Mother Fights to Keep Voucher Enrollment
Friday, June 3, 2005
A Southeast Washington mother is protesting a private school's decision to bar two of her children from returning to the school next year under the District's school voucher program, which uses federal taxpayer money to pay the tuition of low-income children.
Betty Murray, 28, a D.C. school bus driver, said officials at Rock Creek International School in Northwest had told her that they were not equipped to handle her children's behavioral and academic problems. She said that the head of the school, Daniel Hollinger, agreed to speak with her Wednesday but left his office through a window as she waited in front of his closed office door.
Hollinger said yesterday that he did not use the window and was not trying to avoid Murray. He met Murray yesterday, and said, "We are working with her to see if it is possible for her children to continue at RCIS and be happy and successful here."
The situation at Rock Creek comes at the end of what the Washington Scholarship Fund, the nonprofit group that manages the $12.5 million voucher program, has called a successful first year. The vouchers are being used by 983 students at 53 private or religious schools, and officials said they expect to award an additional 1,080 scholarships for the coming school year.
Sally J. Sachar, the fund's president and chief executive, said that eight voucher recipients have been expelled from their schools since the fall and seven others have been told that they cannot return to their schools next year. There are few complaints from parents, she said, with Murray being "the most unhappy parent we have had."
Murray said that during the year, she spoke often to Sachar and other staff members of the fund about what she felt were inappropriate punishments for her son Cornell, 9, and her daughter Chrystal, 5, and lack of effort to help them improve. Sachar said she replied: "Betty, you have to decide if this match is working for you and your family, and if it is not working . . . one of the beautiful things about this program is we can work with you to find another placement."
Asked about this yesterday, Murray said, "I will not run." She said she is looking for a lawyer to fight the school's decision. Her son Cortez, 7, who also attends Rock Creek, is also affected, she said, because although he is allowed to return, school officials told her that it might be uncomfortable for him to do so without his siblings.

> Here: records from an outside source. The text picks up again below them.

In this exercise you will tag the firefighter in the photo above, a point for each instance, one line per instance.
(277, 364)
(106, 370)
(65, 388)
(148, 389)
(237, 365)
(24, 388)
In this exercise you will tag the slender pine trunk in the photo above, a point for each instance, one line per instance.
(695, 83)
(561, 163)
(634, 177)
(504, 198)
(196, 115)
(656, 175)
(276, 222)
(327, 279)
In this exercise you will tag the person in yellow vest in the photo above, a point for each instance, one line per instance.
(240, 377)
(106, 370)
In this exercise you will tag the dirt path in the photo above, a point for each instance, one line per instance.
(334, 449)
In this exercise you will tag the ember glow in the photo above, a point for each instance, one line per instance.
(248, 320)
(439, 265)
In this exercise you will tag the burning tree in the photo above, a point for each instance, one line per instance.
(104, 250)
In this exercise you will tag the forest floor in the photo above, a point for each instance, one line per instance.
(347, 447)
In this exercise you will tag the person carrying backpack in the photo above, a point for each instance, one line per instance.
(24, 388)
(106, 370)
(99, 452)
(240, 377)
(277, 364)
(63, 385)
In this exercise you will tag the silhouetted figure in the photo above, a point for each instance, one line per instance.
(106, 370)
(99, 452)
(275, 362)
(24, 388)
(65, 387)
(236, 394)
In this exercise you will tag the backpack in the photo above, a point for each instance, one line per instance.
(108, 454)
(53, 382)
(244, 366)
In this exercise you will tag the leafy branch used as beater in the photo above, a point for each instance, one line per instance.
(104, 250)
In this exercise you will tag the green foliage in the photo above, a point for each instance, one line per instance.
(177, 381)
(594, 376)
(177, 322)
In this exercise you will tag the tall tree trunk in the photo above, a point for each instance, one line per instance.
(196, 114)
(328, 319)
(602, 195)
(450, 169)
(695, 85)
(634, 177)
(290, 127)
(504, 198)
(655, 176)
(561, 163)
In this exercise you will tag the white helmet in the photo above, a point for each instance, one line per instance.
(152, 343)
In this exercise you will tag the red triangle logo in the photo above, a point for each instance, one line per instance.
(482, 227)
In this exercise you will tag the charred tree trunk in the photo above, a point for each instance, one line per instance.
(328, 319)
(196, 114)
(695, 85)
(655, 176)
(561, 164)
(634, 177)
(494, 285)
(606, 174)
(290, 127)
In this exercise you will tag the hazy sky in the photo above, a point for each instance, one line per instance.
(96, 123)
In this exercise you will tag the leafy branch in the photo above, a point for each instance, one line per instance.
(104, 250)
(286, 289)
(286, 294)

When the voucher program began, some educators expressed concern that low-income students would have difficulty adjusting to schools full of affluent children.
Tuition at Rock Creek, which has 29 voucher students, is about $18,000 a year. The voucher program pays $7,500 for each of the Murray children, for a total of $22,500 this year. The rest is covered by school scholarships.
Rock Creek, whose main building is at 1550 Foxhall Rd., offers internationally oriented programs from pre-kindergarten through eighth grade. Even though the school has many more voucher students than most non-religious schools, it has been generous with its funds, Sachar said.
Murray said she was annoyed that Cornell was suspended for a day earlier in the year for replying "You're a fat white girl" to a child who had allegedly called him a "nappy-haired black boy." She also complained that Chrystal was accused of misbehavior on a bus, which takes children to an after-school day-care program, on the basis of reports from other parents, without any written statement by the driver.
But she said she was particularly irked when Carole Al-Kahouaji, director of the Rock Creek primary and middle schools, told her Wednesday that Cornell could not return in part because he needed individual tutoring and the school did not have enough staff for it. She said that Al-Kahouaji cried when she said that the two children would have to leave and added that it was not her decision.
Murray said she reminded Rock Creek staff of earlier promises to help Cornell. "You have just told me you set up my baby to fail," she said she told them.
Murray said that as she waited Wednesday for her meeting with Hollinger, school business director Scott Fedder told her that the head of school could not see her after all. When she refused to leave, she said, he called police. She said she opened Hollinger's door and saw that he was gone, the open window his only possible exit.
"You mean to tell me he was not man enough to talk to me?" she recalled asking Fedder. "He sent someone else to do his dirty work?" Hollinger said that he "left the building discreetly" when Murray was not looking and that he is eager for his school to provide a place for students from "any economic situation."